Monday, 21 July 2025

The drug cyclophosphamide could revolutionise blood stem cell transplants, allowing transplants from “mismatched” donors, according to a new study.

Haematologists involved in the research said it suggests most patients should be able to find a bone marrow donor.

A multi-centre study in the USA, conducted by the Center for International Blood and Marrow Transplant Research, followed 145 patients who received the immune suppressant cyclophosphamide to enable them to have peripheral blood stem cells from mismatched unrelated donors.

Reporting in the Journal of Clinical Oncology, the researchers say that 80% were alive after a year. 10% of the patients developed moderate or severe graft-versus-host disease – a proportion they claim is a similar to patients who receive fully matched donations.
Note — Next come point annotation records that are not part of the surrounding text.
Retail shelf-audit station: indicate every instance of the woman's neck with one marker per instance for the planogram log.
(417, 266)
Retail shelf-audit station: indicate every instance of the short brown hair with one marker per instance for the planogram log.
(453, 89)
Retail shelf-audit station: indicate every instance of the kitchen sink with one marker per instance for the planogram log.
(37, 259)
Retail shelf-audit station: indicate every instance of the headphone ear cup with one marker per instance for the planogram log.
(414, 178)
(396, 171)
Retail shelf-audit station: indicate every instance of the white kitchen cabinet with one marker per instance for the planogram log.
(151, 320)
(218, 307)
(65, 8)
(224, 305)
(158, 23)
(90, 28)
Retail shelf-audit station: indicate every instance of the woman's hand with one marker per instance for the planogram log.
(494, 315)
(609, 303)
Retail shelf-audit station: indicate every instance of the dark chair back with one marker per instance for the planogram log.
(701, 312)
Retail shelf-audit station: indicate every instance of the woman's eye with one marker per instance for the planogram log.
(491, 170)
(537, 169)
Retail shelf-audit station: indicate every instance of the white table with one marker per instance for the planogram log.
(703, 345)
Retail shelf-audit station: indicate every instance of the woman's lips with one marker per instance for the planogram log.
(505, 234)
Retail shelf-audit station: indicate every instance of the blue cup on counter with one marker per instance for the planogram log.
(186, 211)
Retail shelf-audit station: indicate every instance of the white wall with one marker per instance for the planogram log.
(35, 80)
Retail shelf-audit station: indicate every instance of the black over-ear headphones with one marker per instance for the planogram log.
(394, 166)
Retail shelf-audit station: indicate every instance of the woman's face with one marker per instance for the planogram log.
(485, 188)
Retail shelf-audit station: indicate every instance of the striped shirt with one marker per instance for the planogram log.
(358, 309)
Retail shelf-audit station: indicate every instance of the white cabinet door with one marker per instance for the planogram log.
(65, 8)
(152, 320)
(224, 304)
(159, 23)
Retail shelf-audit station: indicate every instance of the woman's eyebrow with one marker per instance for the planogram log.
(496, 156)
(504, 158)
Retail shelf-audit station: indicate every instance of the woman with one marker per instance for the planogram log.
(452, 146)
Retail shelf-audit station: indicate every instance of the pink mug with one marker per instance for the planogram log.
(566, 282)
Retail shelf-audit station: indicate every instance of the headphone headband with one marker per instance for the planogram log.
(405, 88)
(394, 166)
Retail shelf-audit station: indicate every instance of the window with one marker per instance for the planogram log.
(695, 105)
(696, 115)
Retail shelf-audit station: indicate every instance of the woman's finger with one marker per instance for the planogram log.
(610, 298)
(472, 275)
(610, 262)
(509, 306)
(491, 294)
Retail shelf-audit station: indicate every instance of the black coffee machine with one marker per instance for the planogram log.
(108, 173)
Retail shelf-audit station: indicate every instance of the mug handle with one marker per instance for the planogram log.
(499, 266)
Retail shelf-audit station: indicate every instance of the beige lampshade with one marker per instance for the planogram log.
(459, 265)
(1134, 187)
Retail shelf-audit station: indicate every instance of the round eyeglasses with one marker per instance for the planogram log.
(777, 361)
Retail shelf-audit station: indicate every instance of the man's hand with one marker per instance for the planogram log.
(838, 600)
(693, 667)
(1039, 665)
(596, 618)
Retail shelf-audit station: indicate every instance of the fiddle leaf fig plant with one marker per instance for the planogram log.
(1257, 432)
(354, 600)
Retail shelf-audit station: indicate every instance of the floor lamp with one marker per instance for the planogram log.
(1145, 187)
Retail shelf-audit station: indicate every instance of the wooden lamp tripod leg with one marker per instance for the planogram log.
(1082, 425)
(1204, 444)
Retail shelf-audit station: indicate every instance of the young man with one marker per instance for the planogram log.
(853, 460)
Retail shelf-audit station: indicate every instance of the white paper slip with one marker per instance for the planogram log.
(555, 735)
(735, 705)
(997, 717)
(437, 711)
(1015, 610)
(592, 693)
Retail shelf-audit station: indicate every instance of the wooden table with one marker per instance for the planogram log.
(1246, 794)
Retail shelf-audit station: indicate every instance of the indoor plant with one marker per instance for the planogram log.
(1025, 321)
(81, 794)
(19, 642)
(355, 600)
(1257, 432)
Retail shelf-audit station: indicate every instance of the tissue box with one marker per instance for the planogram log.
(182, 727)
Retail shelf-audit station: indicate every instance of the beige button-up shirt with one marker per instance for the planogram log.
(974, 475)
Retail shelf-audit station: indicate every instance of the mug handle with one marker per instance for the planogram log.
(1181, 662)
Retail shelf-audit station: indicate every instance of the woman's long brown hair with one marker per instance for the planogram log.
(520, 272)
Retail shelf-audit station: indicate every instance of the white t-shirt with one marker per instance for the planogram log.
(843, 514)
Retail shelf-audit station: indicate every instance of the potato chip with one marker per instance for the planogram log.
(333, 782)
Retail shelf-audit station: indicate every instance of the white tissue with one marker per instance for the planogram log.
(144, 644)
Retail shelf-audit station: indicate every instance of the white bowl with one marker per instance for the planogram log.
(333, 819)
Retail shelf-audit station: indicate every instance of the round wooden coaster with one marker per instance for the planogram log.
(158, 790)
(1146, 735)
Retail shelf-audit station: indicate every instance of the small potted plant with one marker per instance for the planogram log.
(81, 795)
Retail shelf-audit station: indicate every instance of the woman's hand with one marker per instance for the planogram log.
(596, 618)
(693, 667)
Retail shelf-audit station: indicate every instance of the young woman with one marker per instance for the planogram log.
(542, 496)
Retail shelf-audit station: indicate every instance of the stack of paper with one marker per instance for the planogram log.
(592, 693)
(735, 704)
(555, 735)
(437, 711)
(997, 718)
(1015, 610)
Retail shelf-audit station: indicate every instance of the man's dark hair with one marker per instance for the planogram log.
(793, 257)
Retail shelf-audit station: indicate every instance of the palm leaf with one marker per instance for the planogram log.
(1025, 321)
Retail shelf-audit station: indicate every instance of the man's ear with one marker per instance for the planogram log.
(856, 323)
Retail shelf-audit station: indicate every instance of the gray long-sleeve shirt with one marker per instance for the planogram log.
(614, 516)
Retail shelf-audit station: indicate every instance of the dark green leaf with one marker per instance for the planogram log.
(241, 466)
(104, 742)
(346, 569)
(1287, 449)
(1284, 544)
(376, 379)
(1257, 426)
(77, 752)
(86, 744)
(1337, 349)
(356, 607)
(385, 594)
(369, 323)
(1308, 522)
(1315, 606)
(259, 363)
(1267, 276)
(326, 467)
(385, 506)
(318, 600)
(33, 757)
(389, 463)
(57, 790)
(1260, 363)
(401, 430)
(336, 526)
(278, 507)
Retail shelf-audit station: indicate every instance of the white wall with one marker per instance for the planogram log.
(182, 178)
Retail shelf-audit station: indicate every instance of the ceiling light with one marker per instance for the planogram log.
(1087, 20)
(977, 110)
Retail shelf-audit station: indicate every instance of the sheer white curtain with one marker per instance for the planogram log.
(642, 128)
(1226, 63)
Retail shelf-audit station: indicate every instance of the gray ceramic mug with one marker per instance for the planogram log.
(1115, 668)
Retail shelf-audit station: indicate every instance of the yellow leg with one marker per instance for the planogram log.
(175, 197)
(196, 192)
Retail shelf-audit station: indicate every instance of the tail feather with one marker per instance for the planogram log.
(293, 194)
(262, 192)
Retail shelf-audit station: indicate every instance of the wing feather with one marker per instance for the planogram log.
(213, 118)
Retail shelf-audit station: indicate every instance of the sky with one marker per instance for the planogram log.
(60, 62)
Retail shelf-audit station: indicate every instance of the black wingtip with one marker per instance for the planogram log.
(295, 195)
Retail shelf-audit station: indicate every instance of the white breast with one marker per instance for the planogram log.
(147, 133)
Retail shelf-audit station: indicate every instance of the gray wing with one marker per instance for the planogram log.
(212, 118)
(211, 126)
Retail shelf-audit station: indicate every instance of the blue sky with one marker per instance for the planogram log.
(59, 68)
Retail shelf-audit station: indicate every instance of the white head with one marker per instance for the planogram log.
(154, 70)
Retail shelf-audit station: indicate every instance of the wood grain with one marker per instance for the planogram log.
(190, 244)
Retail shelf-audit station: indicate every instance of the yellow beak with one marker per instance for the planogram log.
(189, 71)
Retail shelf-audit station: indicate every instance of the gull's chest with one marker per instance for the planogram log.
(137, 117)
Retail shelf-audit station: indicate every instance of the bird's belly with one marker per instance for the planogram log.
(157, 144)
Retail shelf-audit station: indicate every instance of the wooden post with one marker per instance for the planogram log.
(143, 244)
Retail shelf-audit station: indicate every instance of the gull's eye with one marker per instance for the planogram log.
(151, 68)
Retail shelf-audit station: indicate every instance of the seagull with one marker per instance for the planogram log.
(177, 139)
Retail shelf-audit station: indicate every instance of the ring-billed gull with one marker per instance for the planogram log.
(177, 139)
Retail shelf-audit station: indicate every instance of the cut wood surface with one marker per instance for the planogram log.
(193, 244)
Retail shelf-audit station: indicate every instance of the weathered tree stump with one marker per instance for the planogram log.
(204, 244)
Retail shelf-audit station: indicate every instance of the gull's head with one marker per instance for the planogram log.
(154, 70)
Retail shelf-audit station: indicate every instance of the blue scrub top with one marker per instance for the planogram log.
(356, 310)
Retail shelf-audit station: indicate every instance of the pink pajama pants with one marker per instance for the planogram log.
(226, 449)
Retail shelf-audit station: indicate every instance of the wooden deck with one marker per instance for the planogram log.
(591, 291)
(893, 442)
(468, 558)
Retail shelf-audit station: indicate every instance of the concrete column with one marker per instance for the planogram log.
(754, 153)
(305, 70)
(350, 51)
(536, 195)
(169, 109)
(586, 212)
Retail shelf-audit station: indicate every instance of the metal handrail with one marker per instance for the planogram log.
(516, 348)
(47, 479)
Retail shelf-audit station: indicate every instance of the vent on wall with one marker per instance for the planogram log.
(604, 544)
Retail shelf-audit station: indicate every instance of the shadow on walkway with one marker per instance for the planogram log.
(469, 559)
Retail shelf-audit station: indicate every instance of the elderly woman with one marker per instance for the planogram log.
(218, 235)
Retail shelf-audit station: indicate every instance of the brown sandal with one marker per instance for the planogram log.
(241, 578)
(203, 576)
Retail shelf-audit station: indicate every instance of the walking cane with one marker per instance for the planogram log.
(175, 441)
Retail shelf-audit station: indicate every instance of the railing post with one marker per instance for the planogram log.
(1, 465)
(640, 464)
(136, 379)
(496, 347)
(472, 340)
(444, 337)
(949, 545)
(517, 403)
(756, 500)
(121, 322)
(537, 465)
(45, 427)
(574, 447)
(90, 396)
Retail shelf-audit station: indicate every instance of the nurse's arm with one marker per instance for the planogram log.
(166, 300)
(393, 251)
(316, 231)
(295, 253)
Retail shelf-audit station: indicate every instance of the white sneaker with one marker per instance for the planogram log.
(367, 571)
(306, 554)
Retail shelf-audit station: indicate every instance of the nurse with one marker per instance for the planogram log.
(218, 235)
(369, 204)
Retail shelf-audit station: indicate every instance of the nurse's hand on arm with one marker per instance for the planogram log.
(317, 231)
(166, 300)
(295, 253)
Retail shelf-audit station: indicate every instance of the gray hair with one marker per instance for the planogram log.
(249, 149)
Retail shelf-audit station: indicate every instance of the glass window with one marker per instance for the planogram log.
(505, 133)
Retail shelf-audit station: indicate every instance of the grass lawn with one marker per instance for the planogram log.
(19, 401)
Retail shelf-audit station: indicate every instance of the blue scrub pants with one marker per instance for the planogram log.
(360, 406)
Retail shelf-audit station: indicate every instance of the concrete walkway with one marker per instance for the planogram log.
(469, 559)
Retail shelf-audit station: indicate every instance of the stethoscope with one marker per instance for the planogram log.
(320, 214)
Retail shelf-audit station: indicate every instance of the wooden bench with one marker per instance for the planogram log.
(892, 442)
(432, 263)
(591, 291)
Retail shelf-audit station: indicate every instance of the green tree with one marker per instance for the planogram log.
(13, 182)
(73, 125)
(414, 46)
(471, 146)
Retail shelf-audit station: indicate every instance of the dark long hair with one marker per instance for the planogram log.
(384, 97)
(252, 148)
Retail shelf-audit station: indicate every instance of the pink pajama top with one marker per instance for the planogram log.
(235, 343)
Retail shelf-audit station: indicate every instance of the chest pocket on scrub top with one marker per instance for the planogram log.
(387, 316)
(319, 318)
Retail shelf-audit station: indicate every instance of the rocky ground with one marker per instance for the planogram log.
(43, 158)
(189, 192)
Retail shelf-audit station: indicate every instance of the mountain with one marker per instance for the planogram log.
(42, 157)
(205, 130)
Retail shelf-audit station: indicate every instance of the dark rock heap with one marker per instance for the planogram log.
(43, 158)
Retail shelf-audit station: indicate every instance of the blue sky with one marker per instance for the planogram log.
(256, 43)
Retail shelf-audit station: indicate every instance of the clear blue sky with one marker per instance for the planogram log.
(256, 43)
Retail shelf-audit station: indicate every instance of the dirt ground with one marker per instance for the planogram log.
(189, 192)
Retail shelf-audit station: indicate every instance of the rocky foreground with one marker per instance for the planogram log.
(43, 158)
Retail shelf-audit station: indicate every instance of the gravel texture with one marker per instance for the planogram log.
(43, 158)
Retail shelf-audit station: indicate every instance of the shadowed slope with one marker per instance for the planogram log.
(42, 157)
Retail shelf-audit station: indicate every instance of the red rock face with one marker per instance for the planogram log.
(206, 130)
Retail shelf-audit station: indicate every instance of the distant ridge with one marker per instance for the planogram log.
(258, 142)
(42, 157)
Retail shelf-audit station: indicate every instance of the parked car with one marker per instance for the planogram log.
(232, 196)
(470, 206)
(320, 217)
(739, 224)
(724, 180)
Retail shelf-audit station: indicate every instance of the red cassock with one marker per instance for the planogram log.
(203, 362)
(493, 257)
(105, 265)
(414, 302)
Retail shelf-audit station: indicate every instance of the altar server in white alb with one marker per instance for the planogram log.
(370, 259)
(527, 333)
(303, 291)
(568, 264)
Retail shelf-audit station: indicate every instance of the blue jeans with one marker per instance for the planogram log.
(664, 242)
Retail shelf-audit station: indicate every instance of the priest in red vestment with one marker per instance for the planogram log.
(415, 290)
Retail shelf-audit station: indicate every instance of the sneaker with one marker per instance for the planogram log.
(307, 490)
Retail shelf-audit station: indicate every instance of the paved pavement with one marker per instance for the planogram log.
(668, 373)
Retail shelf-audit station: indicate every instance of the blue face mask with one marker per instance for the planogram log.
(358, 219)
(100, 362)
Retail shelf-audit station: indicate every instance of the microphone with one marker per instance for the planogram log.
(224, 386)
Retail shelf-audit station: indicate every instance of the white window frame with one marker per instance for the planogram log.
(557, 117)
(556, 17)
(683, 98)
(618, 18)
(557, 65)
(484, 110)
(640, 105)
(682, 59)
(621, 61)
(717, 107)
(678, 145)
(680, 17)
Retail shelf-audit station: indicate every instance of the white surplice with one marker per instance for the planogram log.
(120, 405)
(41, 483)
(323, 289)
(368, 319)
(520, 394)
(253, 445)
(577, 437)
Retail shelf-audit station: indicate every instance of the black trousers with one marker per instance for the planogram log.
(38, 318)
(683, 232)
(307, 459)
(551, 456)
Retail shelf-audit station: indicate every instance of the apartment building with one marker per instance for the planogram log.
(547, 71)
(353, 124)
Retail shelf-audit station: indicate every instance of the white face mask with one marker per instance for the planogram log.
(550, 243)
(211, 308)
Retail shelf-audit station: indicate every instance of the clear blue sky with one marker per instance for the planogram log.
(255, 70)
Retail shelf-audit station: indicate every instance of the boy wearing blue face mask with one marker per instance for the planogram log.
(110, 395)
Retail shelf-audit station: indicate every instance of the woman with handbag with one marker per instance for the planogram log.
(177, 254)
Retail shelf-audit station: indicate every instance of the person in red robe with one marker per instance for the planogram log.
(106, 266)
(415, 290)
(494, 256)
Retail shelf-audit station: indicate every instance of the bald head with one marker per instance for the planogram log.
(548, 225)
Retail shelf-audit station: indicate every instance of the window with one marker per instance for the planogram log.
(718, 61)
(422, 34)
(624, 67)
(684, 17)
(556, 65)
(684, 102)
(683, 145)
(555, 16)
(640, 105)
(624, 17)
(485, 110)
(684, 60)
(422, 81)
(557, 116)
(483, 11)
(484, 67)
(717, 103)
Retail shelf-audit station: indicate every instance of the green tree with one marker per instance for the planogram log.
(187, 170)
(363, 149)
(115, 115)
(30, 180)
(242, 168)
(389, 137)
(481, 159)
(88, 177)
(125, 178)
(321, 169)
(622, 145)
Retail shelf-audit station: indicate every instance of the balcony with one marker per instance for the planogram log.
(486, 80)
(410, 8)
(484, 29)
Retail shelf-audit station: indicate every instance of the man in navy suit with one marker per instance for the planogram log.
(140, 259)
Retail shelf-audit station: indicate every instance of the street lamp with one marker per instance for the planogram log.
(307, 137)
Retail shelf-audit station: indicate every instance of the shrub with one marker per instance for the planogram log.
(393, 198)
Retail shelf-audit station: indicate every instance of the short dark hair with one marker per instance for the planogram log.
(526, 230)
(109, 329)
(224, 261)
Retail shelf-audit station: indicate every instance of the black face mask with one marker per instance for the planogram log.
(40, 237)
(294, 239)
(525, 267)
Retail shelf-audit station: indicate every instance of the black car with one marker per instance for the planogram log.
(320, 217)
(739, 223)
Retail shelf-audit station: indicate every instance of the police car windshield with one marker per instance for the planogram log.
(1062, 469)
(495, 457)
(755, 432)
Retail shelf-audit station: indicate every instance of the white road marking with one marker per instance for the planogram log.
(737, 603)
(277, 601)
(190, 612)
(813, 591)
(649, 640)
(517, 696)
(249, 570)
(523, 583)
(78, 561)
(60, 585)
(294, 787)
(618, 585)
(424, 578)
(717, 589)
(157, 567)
The majority of patients in the study had been diagnosed with acute myeloid leukaemia.

The researchers say the use of cyclophosphamide could be a “significant advance”, and call for further work to improve the safety and effectiveness of mismatched blood stem cell transplants.

One of the researchers Dr Karen Ballen, of University of Virginia Health, said: “This study is important because all patients, regardless of background, now have a stem cell or bone marrow transplant donor, a significant advance for our field, our patients and our community.

“At UVA Health, in the past year, all eligible patients for stem cell transplant were able to find a suitably matched donor.”

Source:

Al Malki MM, Bo-Subait S, Logan B, Olson J, Kou J, Smith S, Leckrone E, Wu J, Stefanski HE, Auletta JJ, Spellman SR, Malmberg C, Askar M, Cusatis R, Shaffer BC, Modi D, Khimani F, Gooptu M, Hamadani M, Madbouly A, Maiers M, Fingerson S, Cook R, Ballen K, Loren A, Larkin K, Arai S, Qayed M, Choi SW, Broglie L, Shaw BE, Devine SM, Jimenez Jimenez AM. (2025) “Post-Transplant Cyclophosphamide-Based Graft-Versus-Host Disease Prophylaxis After Mismatched Unrelated Donor Peripheral Blood Stem Cell Transplantation.” Journal of Clinical Oncology, 16 June 2025, doi: 10.1200/JCO-25-00856.